I heard them telling him they had taken me to the hospital, so I shouted: “It is a lie, I am here.”
Eventually, I was delivered to the military hospital known as 34, where a doctor recommended an X-ray.
As a soldier – working as an orderly – pushed my wheelchair, he deliberately let go of it and I rolled on the slippery surface, sustaining more injuries.
Two days later, through a fruit seller in the ward, I got a message to my local newspaper office to let them know what had happened. They informed London.

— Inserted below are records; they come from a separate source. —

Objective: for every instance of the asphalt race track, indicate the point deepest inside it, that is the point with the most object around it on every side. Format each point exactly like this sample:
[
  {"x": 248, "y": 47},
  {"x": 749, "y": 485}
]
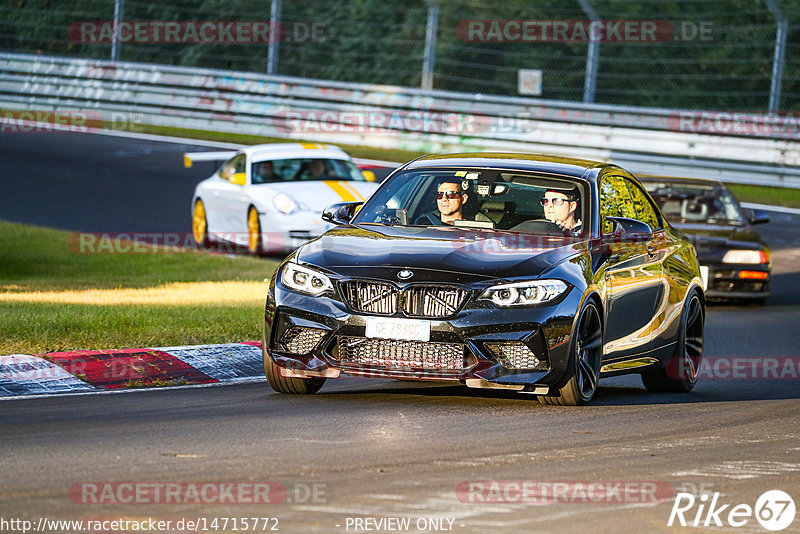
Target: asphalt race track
[{"x": 387, "y": 449}]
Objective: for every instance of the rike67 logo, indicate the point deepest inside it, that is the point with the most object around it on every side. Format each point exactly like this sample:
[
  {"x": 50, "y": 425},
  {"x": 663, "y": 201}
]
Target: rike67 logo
[{"x": 774, "y": 510}]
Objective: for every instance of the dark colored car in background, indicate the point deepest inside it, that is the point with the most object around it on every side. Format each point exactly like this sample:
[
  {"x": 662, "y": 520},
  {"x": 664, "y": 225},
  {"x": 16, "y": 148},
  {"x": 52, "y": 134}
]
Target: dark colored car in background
[
  {"x": 735, "y": 261},
  {"x": 502, "y": 298}
]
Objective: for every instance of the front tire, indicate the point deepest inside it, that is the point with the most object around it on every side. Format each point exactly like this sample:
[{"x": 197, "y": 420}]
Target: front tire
[
  {"x": 254, "y": 244},
  {"x": 587, "y": 350},
  {"x": 285, "y": 384},
  {"x": 680, "y": 373}
]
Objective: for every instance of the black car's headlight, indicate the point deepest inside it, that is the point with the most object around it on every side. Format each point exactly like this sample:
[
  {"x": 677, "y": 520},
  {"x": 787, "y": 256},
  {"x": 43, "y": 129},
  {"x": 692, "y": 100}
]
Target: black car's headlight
[
  {"x": 745, "y": 256},
  {"x": 305, "y": 280},
  {"x": 524, "y": 293}
]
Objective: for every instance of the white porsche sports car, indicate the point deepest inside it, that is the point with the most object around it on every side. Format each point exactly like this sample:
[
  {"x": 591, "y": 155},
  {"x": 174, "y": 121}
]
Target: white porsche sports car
[{"x": 269, "y": 198}]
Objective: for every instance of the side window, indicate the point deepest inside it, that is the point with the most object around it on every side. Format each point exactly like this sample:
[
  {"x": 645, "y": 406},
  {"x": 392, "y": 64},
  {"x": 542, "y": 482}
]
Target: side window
[
  {"x": 644, "y": 208},
  {"x": 234, "y": 166},
  {"x": 615, "y": 201}
]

Then I was transferred to a civilian hospital.
Many journalists were killed during the brutal 11-year conflict.
According to the media rights group, the Committee to Protect Journalists (CPJ), 15 foreign and local reporters were killed between 1996 and 2000 alone.
So in many ways, I was lucky not to have been a part of those statistics.
Death threats from trolls
With the war over, and the repeal in 2020, after a long campaign, of the criminal defamation law – under which truth was not a defence and journalists could be jailed at will – the perils we face have considerably minimised.
Yet with all sides of the political divide and their supporters wanting to influence media content, there is no let-up in the tactics they use.
Some journalists do still get physically attacked.
For example, Alusine Antha was set upon earlier this year by a community in Waterloo, just outside the capital, as he covered a meeting to resolve a land dispute.
Police at the scene had fled as tensions rose and people attacked the journalist and vandalised his car fearing he would take sides in the row.
The security forces still lash out too.
A local media outlet, AYV TV, complained in December 2021 that their camera operator Ransford Wright was physically attacked by eight police officers in Freetown.
The beating came after he had filmed police chase a commercial motorbike rider which resulted in a child being injured.
When he went to the central police station for comment, he was attacked.
Journalist Fayia Amara Fayia is still facing charges for trying to cover a story about coronavirus before the start of a three-day lockdown in April 2020.
Rights group allege he was beaten up by soldiers when he went to photograph a newly set up quarantine centre in the eastern city of Kenema.
The Standard Times reporter was admitted to hospital and after being discharged four days later was arrested by police and charged with disorderly behaviour and the obstruction of security officers’ duties.
But these days the harassment of journalists is more nuanced and most prevalent on social media, which enables people to say virtually anything they like.
They troll us in a way that harms my family, especially my young children when I receive death threats.
These tend to be for not covering a particular political story or covering one in a way that did not suit the online agitators.
But these dangers are nothing like what I faced 25 years ago.